![]() |
A variant of efficient transformers which replaces softmax with kernels.
tfm.nlp.layers.KernelAttention(
feature_transform='exp',
num_random_features=256,
seed=0,
redraw=False,
is_short_seq=False,
begin_kernel=0,
scale=None,
scale_by_length=False,
use_causal_windowed=False,
causal_chunk_length=1,
causal_window_length=3,
causal_window_decay=None,
causal_padding=None,
**kwargs
)
This module combines ideas from the two following papers:
Rethinking Attention with Performers (https://arxiv.org/abs/2009.14794)

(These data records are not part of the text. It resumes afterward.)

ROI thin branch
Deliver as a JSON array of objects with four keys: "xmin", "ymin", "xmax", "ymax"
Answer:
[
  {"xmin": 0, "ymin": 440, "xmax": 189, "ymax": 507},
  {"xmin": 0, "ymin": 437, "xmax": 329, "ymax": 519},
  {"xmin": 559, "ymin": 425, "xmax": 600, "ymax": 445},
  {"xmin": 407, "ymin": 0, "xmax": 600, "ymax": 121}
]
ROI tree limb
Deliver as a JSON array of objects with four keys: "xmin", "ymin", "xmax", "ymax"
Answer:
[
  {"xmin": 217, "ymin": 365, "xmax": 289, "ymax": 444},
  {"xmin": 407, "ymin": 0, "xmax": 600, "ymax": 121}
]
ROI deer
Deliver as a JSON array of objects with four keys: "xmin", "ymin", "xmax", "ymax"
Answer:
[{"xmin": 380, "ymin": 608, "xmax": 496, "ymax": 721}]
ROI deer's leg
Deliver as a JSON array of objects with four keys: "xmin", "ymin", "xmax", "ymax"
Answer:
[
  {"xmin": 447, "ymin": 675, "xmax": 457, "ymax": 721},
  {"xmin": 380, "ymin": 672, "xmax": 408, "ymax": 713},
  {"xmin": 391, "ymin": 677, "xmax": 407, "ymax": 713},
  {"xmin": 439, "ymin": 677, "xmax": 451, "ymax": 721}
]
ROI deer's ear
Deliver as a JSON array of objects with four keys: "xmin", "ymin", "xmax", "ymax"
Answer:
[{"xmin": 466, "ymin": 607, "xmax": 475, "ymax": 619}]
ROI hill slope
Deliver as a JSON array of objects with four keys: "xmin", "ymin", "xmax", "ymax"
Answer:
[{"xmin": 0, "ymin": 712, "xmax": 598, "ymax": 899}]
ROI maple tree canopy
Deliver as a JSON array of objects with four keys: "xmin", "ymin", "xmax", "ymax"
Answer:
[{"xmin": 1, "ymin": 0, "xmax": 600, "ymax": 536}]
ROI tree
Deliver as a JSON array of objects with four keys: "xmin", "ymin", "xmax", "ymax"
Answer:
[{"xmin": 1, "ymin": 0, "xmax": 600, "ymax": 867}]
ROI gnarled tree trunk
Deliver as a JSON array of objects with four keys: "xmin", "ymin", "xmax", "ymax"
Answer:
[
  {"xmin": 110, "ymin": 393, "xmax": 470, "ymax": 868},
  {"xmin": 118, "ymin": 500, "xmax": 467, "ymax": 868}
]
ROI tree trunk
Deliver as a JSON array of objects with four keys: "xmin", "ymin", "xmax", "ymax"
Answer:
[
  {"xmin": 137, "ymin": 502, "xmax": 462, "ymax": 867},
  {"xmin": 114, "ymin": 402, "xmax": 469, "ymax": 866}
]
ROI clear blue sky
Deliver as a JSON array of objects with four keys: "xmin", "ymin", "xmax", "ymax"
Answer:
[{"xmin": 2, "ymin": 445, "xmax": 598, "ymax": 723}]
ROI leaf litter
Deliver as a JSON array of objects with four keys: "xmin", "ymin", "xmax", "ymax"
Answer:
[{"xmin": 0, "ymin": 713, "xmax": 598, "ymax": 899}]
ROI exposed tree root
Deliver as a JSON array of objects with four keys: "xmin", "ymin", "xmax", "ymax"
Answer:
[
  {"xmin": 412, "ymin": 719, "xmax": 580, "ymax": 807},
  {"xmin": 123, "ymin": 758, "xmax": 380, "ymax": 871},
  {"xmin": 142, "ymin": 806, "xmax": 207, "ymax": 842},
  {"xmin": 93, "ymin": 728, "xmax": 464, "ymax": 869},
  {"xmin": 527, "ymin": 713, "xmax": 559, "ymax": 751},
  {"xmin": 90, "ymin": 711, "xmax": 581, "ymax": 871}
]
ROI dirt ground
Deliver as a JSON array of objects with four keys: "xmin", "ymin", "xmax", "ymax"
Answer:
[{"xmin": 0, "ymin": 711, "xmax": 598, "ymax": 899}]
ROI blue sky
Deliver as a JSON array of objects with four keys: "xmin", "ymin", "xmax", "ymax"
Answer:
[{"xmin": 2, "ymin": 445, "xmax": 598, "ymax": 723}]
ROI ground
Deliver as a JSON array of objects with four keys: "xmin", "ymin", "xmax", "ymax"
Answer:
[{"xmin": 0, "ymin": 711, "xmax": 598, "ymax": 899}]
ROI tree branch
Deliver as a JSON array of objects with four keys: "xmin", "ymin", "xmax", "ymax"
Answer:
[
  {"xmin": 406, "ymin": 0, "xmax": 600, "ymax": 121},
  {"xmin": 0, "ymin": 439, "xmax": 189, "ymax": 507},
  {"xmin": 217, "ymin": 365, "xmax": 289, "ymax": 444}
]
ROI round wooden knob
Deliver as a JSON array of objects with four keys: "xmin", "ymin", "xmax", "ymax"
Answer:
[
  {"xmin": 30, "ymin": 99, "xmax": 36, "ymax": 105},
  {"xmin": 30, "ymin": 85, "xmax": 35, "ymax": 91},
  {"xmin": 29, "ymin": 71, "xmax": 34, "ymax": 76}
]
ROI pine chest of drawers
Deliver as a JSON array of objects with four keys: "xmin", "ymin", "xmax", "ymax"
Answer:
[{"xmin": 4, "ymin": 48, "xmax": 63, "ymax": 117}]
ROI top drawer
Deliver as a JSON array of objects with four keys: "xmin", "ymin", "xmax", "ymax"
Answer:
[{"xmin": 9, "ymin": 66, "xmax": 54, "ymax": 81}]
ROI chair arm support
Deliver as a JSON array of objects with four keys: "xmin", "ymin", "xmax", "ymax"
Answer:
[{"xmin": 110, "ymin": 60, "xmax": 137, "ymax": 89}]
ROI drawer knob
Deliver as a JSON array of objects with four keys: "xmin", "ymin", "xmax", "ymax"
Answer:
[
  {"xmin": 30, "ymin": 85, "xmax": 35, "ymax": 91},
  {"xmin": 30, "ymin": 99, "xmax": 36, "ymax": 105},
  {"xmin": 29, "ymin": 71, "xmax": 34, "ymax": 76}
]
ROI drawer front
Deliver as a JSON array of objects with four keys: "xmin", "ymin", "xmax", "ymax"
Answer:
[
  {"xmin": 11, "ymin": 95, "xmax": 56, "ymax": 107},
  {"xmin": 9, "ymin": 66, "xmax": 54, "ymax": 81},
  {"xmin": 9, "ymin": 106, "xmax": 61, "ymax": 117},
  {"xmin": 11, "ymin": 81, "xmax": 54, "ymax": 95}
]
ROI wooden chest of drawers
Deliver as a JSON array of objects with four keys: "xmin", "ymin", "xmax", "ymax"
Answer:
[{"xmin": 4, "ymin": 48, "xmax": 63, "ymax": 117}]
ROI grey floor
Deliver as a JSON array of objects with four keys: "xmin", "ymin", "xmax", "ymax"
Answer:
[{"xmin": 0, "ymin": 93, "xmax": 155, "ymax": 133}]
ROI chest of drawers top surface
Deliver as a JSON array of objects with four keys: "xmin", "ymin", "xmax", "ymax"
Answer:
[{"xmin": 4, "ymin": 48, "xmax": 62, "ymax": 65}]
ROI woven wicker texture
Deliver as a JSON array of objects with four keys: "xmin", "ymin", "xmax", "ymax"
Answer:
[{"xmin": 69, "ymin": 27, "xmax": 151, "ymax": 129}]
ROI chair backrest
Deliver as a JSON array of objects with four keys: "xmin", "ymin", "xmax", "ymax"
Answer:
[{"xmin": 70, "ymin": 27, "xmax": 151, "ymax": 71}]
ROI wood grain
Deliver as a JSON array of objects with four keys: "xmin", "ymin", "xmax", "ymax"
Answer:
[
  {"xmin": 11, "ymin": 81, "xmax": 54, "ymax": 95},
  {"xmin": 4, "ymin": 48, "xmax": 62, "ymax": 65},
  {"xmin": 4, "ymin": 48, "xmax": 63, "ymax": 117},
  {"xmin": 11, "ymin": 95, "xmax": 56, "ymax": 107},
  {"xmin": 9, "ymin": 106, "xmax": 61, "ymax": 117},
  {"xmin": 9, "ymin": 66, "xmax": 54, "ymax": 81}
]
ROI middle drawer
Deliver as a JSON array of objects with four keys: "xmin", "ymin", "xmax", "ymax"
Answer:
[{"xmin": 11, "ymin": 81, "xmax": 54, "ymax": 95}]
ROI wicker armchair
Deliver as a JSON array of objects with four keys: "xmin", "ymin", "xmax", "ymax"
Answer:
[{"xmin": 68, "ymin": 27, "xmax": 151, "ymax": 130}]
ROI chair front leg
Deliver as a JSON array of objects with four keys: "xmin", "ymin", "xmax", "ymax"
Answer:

- exp (Lemma 1, positive), relu
- random/deterministic projection Chefs' Random Tables: Non-Trigonometric Random Features (https://arxiv.org/abs/2205.15317)
- expplus (OPRF mechanism)
Transformers are RNNs: Fast Autoregressive Transformers with Linear Attention (https://arxiv.org/abs/2006.16236)
- elu
with the theory of approximating angular Performer kernels from go/performer.
The module enables computing efficient attention in both: long sequence and shorter sequence regimes. In the former setting, the attention matrix is never explicitly computed and instead its low-rank decomposition obtained with given kernel feature maps is leveraged to conduct attention module calculations (see: https://arxiv.org/abs/2006.16236). In the latter setting, attention matrix is constructed, but kernel features providing dimensionality reduction are applied, resulting in more efficient computation of the attention matrix.
Methods
call
call(
query, value, key=None, attention_mask=None, cache=None, training=False
)
Compute attention with kernel mechanism.
Args | |
---|---|
query
|
Query Tensor of shape [B, T, dim] .
|
value
|
Value Tensor of shape [B, S, dim] .
|
key
|
Optional key Tensor of shape [B, S, dim] . If not given, will use
value for both key and value , which is the most common case.
|
attention_mask
|
a boolean mask of shape [B, S] , that prevents attenting
to masked positions. Note that the mask is only appied to the keys. User
may want to mask the output if query contains pads.
|
cache
|
Cache to accumulate history in memory. Used at inferecne time (streaming, decoding) for causal attention. |
training
|
Python boolean indicating whether the layer should behave in training mode (adding dropout) or in inference mode (doing nothing). |
Returns | |
---|---|
Multi-headed outputs of attention computation. |